American record producer (1924–2018)

Sumner Lester (November 15, 1924 – April 28, 2018), better known as Sonny Lester, was an American Grammy-award-winning music producer from New York City. He started his career as a musician in a big band jazz ensemble before being drafted into the U.S. Army. During the war he earned a Purple Heart and worked under Henry Kissinger, who was an intelligence officer at the time. Lester's recordings have been distributed by labels including Blue Note, United Artists, Capitol, Denon and CBS Records.

==Record label executive==
In 1966, Lester formed Solid State, the jazz division of United Artists Records, with arranger Manny Albam and recording engineer Phil Ramone. He later formed Groove Merchant in the early 1970s The label released albums by jazz musicians such as Chick Corea, Joe Williams, Dizzy Gillespie, and Jimmy McGriff.
When his distribution deal ran out in the mid-1970s, he launched LRC Records, continuing to release albums by jazz artists such as Jimmy McGriff, Jimmy Ponder, Joe Thomas and Brad Baker, which generally had a contemporary soul/disco flavor.
The Thad Jones/Mel Lewis Orchestra, called simply "The Orchestra" on the first album, recorded all of their early and most influential albums for Solid State. The label was eventually consolidated into Blue Note Records and Lester was named producer of the Denon Jazz series in 1986.
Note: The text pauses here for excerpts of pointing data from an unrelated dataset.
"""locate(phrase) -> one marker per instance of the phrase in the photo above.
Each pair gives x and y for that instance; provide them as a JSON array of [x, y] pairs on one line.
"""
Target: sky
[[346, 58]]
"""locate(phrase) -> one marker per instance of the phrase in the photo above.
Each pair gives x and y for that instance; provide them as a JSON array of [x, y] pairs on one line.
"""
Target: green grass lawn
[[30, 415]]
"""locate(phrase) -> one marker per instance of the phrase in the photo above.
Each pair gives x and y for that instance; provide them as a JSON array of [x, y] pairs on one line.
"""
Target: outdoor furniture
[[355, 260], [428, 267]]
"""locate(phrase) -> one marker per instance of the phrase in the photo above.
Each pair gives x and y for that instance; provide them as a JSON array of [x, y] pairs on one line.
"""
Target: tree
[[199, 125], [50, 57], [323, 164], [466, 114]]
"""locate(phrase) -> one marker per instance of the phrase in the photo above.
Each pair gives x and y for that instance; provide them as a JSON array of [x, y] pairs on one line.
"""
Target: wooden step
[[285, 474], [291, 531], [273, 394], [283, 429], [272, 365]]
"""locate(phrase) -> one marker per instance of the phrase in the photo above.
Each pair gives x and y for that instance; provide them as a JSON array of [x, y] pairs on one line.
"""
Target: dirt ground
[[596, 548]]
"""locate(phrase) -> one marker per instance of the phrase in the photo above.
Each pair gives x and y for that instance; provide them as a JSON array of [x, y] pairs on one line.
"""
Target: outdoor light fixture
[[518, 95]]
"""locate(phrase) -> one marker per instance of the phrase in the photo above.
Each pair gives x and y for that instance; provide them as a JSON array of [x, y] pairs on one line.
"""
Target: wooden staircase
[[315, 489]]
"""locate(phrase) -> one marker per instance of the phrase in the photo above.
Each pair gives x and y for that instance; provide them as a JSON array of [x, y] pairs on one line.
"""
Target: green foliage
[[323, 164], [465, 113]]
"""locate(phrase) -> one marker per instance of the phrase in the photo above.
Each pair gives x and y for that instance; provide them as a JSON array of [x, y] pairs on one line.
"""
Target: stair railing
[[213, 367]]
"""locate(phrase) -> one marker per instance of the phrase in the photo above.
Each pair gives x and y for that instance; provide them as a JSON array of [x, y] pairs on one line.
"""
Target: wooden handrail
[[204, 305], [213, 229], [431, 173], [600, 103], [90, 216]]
By 1993, The New York Times reported that his record company, Lester Recording Catalog (LRC, Ltd.), had "nearly 150 titles, and annual revenues are $3 million to $4 million."

LRC releases jazz records as CDs. In the early 1990s, Lester retained the rights to a number of records he produced in the 1960s and 1970s and reissued them as CDs on LRC. The company's catalog includes recordings by Dave Brubeck, Count Basie, Chick Corea, and Dizzy Gillespie. LRC has also sold original recordings by emerging jazz acts. In a 1993 interview with Crain's New York Business, Lester said, "Record companies are so big and monstrous, they don't have the time to nurture jazz artists. We do. We speak their language and the artists know and respect us, so they feel comfortable here."

==Personal life and death==
Lester died in University Park, Florida on April 28, 2018, at the age of 93.